[V3,01/13] perf/core, x86: Add PERF_SAMPLE_DATA_PAGE_SIZE
diff mbox series

Message ID 1548858234-8872-1-git-send-email-kan.liang@linux.intel.com
State New
Headers show
Series
  • [V3,01/13] perf/core, x86: Add PERF_SAMPLE_DATA_PAGE_SIZE
Related show

Commit Message

Liang, Kan Jan. 30, 2019, 2:23 p.m. UTC
From: Kan Liang <kan.liang@linux.intel.com>

Current perf can report both virtual address and physical address, but
it doesn't report page size. Users have no idea how large the utilized
page is. They cannot promote/demote large pages to optimize memory use.

Add a new sample type for data page size.

Current perf already has a facility to collect data virtual address.
A function, to retrieve page size by full page-table walk of a given
virtual address, is introduced for x86. Other architectures can
implement their own functions later separately.
The function must be IRQ-safe. For x86, disabling IRQs over the walk is
sufficient to prevent any tear down of the page tables.

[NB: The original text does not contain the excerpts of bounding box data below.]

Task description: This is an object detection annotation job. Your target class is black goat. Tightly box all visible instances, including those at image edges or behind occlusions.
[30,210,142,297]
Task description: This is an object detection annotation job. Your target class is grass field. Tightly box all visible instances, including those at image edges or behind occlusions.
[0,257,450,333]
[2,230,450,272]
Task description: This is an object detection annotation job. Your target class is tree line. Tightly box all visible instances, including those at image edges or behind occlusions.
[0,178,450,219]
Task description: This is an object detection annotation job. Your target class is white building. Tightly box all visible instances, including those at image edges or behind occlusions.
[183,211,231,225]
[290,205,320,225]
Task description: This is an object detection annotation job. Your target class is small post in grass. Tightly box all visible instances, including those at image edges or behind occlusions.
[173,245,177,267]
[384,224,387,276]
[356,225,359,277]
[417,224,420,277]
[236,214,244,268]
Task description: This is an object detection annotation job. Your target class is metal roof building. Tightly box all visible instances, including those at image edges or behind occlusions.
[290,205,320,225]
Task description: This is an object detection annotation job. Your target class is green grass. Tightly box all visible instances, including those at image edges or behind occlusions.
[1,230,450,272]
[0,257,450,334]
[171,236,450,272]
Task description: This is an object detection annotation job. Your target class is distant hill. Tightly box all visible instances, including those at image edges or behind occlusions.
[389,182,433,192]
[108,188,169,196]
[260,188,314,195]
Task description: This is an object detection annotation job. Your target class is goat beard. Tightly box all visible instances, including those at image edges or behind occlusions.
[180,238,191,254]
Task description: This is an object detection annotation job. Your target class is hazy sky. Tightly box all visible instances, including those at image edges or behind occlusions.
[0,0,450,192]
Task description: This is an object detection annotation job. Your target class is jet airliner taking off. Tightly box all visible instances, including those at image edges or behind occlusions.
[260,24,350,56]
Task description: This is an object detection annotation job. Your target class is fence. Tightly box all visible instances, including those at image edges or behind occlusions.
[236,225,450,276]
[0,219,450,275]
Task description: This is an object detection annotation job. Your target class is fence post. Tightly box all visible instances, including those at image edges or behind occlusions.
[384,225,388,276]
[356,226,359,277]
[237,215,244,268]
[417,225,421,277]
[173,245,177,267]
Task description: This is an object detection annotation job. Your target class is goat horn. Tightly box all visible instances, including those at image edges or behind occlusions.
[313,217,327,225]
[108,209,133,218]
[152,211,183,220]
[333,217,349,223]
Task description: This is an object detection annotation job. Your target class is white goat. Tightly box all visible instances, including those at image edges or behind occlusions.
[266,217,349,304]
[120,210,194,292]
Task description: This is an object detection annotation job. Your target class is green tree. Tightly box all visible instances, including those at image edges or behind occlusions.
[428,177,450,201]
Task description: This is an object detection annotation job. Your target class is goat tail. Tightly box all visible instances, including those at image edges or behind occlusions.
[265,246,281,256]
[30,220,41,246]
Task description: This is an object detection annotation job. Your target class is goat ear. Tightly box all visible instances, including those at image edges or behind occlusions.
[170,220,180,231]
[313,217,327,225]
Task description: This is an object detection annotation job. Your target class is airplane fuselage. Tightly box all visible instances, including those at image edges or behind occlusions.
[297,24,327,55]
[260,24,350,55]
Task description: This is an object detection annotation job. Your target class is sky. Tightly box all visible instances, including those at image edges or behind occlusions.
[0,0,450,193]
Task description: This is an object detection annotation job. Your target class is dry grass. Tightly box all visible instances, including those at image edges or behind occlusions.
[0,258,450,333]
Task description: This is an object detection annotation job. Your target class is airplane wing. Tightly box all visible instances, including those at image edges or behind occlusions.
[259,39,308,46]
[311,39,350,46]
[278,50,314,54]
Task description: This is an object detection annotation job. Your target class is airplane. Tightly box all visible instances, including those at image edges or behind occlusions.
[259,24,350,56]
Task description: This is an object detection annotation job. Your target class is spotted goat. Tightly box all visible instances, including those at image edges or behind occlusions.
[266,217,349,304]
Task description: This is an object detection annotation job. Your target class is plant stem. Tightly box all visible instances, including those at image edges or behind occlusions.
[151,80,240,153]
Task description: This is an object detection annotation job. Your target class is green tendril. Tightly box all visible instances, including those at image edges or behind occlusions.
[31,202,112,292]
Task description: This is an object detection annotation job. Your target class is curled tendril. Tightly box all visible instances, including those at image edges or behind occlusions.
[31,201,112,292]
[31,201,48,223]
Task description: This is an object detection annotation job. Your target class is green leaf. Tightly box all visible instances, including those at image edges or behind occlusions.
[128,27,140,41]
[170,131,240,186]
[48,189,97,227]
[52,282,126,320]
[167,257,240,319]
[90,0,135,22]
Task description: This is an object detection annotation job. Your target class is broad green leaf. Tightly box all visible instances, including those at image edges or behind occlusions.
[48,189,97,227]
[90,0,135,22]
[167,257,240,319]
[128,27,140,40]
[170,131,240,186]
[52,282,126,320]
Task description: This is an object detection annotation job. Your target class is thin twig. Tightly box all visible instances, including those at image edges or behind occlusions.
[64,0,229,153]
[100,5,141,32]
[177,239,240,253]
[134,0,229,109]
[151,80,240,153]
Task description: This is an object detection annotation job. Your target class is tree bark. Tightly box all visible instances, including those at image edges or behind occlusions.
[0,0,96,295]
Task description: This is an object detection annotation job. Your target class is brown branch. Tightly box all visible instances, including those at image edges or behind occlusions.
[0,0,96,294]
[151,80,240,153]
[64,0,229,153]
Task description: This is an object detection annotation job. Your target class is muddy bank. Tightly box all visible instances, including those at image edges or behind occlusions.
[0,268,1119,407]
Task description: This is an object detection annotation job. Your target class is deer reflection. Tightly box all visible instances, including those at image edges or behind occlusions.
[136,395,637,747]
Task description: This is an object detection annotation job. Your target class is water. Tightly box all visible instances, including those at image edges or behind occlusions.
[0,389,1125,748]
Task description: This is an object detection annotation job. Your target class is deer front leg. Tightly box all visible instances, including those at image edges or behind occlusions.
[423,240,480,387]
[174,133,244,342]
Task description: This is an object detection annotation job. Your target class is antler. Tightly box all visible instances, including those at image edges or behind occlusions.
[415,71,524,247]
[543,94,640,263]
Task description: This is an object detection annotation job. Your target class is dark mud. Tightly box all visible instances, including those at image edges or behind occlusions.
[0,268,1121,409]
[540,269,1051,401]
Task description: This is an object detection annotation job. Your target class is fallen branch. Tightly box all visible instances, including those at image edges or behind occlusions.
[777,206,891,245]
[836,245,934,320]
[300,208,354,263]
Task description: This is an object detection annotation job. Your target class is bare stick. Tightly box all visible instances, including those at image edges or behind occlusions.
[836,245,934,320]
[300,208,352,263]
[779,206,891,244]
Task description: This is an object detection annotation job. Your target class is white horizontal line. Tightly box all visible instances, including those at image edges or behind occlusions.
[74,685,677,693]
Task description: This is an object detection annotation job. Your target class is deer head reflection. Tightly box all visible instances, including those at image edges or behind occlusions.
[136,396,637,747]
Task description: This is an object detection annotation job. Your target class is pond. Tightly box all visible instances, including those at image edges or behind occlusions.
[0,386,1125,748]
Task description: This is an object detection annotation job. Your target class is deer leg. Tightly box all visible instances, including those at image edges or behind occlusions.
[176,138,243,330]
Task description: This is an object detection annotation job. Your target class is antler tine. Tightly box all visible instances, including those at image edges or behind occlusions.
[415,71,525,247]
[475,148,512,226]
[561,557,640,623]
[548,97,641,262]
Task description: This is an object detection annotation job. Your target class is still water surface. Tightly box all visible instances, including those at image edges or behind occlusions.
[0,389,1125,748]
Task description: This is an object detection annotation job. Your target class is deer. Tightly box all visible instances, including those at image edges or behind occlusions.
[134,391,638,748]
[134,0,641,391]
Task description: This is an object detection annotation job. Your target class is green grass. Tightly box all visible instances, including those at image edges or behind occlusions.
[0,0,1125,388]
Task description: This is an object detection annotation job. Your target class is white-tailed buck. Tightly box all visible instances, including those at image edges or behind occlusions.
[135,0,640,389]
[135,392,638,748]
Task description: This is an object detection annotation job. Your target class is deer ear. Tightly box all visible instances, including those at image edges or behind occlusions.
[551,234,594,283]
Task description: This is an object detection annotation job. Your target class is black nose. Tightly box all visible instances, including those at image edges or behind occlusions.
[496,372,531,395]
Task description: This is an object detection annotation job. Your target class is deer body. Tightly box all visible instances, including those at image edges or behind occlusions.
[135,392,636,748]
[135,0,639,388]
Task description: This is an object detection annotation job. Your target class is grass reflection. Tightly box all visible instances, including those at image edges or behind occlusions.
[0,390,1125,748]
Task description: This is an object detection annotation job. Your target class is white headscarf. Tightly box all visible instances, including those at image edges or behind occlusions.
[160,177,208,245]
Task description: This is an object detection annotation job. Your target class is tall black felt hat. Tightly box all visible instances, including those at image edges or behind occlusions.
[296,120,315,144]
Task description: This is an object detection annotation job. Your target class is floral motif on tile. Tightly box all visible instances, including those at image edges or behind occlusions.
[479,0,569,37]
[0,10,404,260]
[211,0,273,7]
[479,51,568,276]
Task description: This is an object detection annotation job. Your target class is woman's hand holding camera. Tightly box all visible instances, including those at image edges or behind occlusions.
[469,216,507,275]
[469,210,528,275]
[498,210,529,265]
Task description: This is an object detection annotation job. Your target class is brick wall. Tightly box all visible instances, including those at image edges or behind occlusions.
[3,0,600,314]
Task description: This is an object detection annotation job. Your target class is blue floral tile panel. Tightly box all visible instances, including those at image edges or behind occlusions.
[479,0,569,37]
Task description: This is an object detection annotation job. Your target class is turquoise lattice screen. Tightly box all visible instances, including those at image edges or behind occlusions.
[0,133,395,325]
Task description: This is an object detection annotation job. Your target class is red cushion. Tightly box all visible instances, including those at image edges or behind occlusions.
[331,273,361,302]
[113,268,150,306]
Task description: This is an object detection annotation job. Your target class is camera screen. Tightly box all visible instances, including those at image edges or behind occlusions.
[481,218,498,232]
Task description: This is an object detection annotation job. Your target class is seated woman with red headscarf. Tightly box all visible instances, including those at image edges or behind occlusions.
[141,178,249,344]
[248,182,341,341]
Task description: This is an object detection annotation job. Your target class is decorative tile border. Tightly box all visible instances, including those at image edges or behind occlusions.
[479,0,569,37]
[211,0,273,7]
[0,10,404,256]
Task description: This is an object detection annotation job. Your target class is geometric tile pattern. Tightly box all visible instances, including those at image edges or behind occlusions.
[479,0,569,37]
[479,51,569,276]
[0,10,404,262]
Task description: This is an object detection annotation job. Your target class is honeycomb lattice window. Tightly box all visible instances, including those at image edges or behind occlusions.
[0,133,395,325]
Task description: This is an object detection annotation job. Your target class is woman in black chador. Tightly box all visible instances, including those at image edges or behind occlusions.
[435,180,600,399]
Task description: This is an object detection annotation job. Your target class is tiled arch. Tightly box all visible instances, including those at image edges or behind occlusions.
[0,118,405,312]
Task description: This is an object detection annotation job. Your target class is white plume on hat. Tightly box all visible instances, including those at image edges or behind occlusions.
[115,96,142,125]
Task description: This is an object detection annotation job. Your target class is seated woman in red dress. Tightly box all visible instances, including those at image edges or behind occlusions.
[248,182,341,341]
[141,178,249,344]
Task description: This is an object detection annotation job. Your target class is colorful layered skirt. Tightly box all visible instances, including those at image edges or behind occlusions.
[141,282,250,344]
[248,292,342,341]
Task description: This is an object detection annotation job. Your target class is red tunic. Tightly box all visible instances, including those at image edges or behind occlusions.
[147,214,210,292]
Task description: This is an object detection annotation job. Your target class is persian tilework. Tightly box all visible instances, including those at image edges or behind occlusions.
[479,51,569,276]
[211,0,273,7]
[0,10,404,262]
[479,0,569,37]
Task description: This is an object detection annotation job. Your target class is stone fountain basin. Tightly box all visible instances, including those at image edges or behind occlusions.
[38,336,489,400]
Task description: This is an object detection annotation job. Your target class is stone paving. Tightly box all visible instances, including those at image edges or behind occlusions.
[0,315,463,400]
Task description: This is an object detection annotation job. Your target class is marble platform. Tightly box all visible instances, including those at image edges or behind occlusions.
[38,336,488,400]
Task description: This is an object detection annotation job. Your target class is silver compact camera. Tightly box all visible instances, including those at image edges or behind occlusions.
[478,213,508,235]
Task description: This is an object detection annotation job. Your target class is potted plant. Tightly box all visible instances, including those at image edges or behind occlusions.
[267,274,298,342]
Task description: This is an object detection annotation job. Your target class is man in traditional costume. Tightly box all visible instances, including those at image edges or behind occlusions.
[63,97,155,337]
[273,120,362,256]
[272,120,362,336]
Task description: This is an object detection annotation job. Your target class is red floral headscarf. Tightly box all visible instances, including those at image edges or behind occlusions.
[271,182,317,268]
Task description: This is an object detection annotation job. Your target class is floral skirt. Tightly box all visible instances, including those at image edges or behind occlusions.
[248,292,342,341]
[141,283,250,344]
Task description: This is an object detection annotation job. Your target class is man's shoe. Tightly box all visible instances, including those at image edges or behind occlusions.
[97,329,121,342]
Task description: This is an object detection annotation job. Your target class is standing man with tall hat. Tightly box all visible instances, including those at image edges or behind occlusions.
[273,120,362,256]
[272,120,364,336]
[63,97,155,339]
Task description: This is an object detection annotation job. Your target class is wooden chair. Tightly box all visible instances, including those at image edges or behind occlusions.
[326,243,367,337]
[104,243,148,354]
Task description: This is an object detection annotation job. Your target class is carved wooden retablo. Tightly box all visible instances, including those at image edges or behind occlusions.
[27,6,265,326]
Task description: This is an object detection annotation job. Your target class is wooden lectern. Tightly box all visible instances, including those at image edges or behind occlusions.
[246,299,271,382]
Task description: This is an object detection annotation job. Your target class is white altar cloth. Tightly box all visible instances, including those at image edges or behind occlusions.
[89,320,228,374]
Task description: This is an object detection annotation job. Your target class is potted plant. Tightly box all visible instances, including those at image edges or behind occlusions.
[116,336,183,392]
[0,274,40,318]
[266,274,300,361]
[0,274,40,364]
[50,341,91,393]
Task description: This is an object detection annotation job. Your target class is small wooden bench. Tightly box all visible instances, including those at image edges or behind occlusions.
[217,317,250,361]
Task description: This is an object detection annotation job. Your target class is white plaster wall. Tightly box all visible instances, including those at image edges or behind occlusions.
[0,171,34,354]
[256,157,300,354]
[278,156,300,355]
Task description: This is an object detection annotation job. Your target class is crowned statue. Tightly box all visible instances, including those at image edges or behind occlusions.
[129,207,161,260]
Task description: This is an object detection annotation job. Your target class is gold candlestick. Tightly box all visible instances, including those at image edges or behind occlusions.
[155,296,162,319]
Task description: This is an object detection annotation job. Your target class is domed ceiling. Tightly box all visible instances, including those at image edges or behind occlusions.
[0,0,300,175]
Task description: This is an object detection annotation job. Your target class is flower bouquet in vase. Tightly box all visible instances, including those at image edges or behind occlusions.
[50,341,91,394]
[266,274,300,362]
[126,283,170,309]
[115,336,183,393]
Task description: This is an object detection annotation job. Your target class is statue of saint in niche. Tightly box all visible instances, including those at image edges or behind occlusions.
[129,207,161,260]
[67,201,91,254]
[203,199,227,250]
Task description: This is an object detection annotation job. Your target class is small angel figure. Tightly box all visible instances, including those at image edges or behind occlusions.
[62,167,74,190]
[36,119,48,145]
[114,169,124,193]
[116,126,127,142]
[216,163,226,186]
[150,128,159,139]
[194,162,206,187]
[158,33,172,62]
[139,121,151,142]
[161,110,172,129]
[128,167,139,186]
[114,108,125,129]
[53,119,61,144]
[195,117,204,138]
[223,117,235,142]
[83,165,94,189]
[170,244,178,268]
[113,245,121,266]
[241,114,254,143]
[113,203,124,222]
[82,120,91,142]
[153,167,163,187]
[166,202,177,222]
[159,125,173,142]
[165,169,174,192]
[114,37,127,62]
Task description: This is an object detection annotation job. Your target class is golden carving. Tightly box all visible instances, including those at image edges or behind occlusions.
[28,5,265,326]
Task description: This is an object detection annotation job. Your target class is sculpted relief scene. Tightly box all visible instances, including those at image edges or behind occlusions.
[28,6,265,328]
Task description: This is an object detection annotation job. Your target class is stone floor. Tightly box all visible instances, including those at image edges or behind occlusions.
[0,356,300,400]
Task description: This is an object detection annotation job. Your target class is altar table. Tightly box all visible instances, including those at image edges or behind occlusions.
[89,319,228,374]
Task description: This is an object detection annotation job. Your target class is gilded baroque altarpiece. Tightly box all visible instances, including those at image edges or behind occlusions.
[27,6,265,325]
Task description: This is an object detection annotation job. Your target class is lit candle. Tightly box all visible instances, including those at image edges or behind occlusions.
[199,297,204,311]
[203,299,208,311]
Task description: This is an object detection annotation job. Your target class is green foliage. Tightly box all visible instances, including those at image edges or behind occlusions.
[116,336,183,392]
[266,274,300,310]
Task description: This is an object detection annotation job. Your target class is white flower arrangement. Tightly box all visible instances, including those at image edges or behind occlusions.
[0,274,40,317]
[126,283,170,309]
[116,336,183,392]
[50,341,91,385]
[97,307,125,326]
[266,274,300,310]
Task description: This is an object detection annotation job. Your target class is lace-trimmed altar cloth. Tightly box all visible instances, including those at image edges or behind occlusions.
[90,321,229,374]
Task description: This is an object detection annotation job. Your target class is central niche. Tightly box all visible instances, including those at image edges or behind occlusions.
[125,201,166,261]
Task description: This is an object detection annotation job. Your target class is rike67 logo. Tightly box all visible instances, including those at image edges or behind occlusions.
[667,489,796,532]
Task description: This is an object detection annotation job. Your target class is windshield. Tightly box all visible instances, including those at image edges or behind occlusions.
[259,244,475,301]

The new sample type requires collecting the virtual address. The
virtual address will not be output unless SAMPLE_ADDR is applied.

Although only a few bits are needed to indicate the page size, a u64
type is still claimed for page_size. Because struct perf_sample_data
requires cacheline_aligned.

The large PEBS will be disabled with this sample type. Because we need
to track munmap to flush the PEBS buffer for large PEBS. Perf doesn't
support munmap tracking yet. The large PEBS can be enabled later
separately when munmap tracking is supported.

Signed-off-by: Kan Liang <kan.liang@linux.intel.com>
---

Changes since V2
- Don't fetch the page size of user address if current->mm is NULL.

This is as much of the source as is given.